Unfortunately, none of these points are likely to be very persuasive. This is because there seems to be very different starting premises upon which the world views that are home to opposing political and social ideas are built. There are a number of fundamental differences between what Sowell calls the ‘constrained’ and the ‘unconstrained’ visions of the world that correlate roughly with conservative and left-liberal political thinking.
Progressives think that humans are highly malleable, and that the problems we see are the result of bad institutions. If we just changed them, things would be better. There is a very good case for this, since there have been many improvements over the span of human civilization’s long development, and especially of late. They also believe much more strongly in human improvability, and their ideas seem to presume belief in the idea that there are genuine ‘solutions’ to humanity’s problems.

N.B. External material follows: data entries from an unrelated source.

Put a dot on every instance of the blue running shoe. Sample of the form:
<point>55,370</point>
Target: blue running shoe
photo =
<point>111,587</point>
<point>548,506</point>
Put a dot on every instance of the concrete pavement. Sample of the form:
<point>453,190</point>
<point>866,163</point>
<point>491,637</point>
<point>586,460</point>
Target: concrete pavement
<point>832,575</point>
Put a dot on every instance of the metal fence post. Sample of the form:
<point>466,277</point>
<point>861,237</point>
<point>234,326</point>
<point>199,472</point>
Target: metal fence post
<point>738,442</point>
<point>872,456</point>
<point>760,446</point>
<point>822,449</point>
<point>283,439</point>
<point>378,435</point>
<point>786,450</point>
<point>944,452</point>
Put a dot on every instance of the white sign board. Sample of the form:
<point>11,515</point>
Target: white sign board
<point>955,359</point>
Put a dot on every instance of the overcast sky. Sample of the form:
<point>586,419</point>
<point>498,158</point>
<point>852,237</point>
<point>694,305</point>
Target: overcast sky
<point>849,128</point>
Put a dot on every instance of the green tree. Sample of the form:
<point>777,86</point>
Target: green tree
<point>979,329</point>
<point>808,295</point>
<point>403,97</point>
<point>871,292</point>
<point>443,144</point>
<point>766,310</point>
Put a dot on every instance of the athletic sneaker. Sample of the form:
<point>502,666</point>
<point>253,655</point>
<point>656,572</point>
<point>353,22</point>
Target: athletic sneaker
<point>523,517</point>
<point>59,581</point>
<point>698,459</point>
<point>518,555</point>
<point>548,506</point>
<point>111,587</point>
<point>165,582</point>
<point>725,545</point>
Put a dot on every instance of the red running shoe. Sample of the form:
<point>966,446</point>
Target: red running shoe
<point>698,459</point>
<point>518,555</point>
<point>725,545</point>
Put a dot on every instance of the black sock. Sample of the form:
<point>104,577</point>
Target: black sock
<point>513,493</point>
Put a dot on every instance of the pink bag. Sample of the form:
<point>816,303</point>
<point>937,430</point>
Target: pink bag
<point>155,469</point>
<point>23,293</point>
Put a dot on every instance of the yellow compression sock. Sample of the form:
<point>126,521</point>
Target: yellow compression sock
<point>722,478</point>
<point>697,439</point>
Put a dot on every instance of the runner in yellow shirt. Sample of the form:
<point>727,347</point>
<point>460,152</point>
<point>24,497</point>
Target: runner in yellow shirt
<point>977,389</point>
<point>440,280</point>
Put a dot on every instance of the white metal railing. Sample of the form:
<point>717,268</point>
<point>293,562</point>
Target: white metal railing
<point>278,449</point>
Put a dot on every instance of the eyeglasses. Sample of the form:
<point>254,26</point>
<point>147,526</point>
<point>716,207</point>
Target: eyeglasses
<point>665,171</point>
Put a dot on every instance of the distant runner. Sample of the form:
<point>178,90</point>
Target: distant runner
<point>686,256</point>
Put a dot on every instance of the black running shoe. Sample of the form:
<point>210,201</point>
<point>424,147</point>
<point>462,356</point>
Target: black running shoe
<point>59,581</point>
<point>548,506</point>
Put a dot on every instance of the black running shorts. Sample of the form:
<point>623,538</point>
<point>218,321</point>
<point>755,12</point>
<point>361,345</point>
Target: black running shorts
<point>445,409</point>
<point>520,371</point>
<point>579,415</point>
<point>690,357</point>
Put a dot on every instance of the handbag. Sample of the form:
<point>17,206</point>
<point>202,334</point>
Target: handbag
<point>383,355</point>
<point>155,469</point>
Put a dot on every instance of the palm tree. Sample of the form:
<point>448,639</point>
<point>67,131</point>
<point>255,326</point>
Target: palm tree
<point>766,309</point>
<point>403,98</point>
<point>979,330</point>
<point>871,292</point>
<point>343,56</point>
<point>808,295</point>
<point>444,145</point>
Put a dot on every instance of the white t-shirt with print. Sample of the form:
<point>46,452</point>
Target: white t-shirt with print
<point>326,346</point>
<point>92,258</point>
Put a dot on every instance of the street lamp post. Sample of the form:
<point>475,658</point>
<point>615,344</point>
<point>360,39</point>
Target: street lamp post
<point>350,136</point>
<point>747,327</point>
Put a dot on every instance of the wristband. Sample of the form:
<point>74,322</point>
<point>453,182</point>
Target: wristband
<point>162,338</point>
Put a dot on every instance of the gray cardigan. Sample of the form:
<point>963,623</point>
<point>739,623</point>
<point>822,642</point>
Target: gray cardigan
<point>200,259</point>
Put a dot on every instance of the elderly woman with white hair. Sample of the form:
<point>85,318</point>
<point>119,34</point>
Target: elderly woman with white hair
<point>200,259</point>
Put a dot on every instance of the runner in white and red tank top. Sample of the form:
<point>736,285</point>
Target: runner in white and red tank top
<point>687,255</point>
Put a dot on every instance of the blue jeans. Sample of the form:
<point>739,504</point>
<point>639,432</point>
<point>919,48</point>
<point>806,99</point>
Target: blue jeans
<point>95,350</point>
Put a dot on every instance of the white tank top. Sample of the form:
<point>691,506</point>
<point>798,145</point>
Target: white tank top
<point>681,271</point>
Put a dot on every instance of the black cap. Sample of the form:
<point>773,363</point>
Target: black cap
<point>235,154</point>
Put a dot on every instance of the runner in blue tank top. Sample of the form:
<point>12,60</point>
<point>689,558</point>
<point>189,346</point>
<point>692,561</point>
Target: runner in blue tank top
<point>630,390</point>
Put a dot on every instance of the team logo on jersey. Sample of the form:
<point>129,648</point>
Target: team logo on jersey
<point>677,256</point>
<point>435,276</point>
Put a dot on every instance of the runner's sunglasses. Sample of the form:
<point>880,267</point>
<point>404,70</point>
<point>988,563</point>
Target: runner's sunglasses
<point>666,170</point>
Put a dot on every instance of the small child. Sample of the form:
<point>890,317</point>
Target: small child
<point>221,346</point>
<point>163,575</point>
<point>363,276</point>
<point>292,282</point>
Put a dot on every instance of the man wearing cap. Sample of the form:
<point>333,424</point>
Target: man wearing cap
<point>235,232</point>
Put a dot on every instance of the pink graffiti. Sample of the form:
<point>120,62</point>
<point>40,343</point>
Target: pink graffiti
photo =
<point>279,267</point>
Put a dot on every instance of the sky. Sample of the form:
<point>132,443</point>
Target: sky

Conservatives, on the other hand, think people are basically unformed and amoral, without refinement through upbringing, culture and institutions that are required to bring out the best in them. Because of this, they don’t assume that there are ‘solutions’ out there in the world of political and social decision-making. Instead, there are only better and worse trade-offs that we can make with limited resources, knowledge, and flawed characters. Ultimately, every person must become good themselves through the actions that they undertake in their lives. You cannot ‘engineer’ this, it must be made and earned through trial and error, the development of personal character and excellence, the experience and overcoming of hardship, and hard work by real people, not imposed benevolently through the designs of bureaucrats or intellectuals.